The Administration and their Democrat allies in Congress continue to advance an ever more liberal domestic agenda. It is essential that conservatives adhere to principles of smaller government and individual choice over intrusive government and federal control. This disparity in ideals is no more evident in the public policy debate than in health care.
America spends over $2.5 trillion on health care a year, comprising over 17 percent of our total economy. Skyrocketing cost growth -- twice the rate of inflation -- continues to put health care coverage out of reach for working families, and causes employers to drop existing coverage for employees. John McCain knows that the longer we wait to the address this challenge, the more difficult reform will be. But he also knows that the imperative for expediency must be matched by a commitment to address the fundamental challenge: lowering the cost of care while making coverage more accessible.
America is home to the most innovative health care system in the world. Our doctors, nurses, hospitals, and medical technologies are also the envy of the world. But through murky, inefficient, pay and treatment practices, and the influence of special interests our health care system has become too costly. This reality is further compounded by a tort system that encourages costly and frivolous litigation, more often than not benefiting trial lawyers more than patients, and which leads to costly, unnecessary defensive medicine.
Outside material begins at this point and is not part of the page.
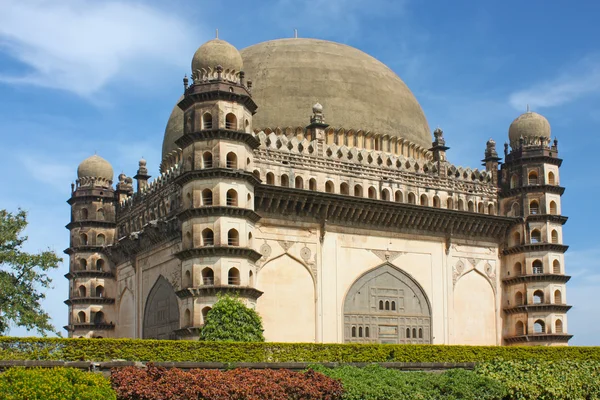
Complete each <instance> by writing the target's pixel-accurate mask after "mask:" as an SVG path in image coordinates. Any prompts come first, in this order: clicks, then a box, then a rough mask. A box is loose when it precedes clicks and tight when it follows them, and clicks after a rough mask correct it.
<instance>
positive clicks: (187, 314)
mask: <svg viewBox="0 0 600 400" xmlns="http://www.w3.org/2000/svg"><path fill="white" fill-rule="evenodd" d="M183 326H192V313H191V312H190V310H189V309H186V310H185V313H184V314H183Z"/></svg>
Like most Americans, John McCain believes our health care system is in need of reform. But the right reforms protect our American freedoms rather than creating new government controls and harness the market forces that are the hallmark of our economy: competition and choice. He believes you will know these reforms have succeeded when Americans can access affordable, quality health care coverage that meets their needs, not controlled by the federal government or only available if their employer happens to be able to provide it.
As our nation turns to a more focused debate on reforming health care, John McCain will strive to ensure that we preserve the best of our health care system but reform those aspects of our policies most in need of improvement. He will work with members of both parties to secure access to affordable care to all Americans, without turning to a federal government designed and controlled system that will lead to rationing of care, stifling of innovation, and further compounding of our fiscal challenges.